Identifying this "Vital Few" allows you to focus your energy where it matters most. In this tutorial, we'll write a SQL query to categorize products into the top 20% vs the bottom 80%.
The Strategy
- Calculate Total Sales per item.
- Order items from highest sales to lowest.
- Calculate Running Total of sales.
- Calculate Cumulative Percentage:
Running Total / Grand Total. - Filter: Items where cumulative percentage
<=80% are your core revenue drivers.
Step 1: The Running Total
We use the sum window function:
SUM(amount) OVER (ORDER BY amount DESC)
Step 2: The Grand Total (Fraction)
To get the percentage, we can divide the running sum by the total sum:
SUM(amount) OVER (ORDER BY amount DESC) * 1.0 / SUM(amount) OVER ()

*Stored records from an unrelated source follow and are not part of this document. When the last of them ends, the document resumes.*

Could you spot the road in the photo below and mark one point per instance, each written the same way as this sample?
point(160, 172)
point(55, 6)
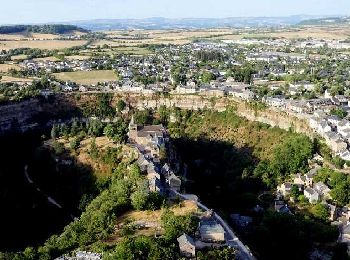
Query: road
point(232, 240)
point(49, 199)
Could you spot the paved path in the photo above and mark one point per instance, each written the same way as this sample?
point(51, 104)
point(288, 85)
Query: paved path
point(49, 199)
point(232, 240)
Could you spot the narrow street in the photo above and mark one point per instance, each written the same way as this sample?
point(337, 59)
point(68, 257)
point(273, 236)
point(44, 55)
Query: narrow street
point(232, 240)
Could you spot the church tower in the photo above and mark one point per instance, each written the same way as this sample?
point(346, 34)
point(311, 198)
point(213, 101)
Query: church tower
point(132, 129)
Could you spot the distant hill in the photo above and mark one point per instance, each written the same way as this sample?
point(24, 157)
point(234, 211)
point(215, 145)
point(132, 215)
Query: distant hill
point(190, 23)
point(49, 29)
point(327, 21)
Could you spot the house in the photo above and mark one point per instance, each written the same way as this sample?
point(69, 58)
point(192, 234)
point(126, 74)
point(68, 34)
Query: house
point(142, 162)
point(174, 182)
point(211, 231)
point(151, 136)
point(187, 246)
point(322, 190)
point(241, 221)
point(309, 177)
point(299, 179)
point(154, 185)
point(311, 195)
point(285, 188)
point(333, 212)
point(282, 207)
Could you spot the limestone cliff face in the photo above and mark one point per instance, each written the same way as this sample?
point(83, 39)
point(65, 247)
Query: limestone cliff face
point(40, 110)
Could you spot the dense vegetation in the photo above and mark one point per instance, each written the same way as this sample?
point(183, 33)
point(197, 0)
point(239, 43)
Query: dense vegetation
point(230, 162)
point(47, 28)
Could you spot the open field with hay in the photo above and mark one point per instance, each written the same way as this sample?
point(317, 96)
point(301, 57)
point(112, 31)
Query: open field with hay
point(87, 77)
point(9, 79)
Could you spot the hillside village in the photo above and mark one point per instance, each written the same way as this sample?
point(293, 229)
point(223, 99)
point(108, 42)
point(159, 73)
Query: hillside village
point(149, 141)
point(307, 79)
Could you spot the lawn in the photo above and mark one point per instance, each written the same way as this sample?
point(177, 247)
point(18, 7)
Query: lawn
point(132, 50)
point(87, 77)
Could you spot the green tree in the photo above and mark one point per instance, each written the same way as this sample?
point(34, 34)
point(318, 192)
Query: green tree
point(75, 143)
point(54, 131)
point(120, 105)
point(294, 193)
point(341, 113)
point(139, 198)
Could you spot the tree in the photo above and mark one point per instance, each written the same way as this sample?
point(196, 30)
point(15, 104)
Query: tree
point(109, 131)
point(341, 113)
point(320, 211)
point(139, 199)
point(142, 117)
point(341, 193)
point(95, 128)
point(55, 131)
point(93, 151)
point(116, 131)
point(294, 193)
point(75, 143)
point(174, 226)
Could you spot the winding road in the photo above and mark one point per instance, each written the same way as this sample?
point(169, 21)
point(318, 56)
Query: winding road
point(49, 199)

Note the empty OVER () clause, which effectively means "sum of the whole dataset".
Interactive Playground
Let's look at sales for an electronics store. We'll identify which products make up the first 80% of revenue.
Analyzing the Result
In the example above, you should see that just the Laptops and Smartphones account for the vast majority of revenue. The filter logic cumulative_pct <= 80 helps us programmatically isolate these key items for reports.
Conclusion
Calculating cumulative distributions is a superpower for analysts. It moves you beyond "Top 10" lists (which are arbitrary) to statistically significant segments like "The Revenue Drivers" vs "The Long Tail".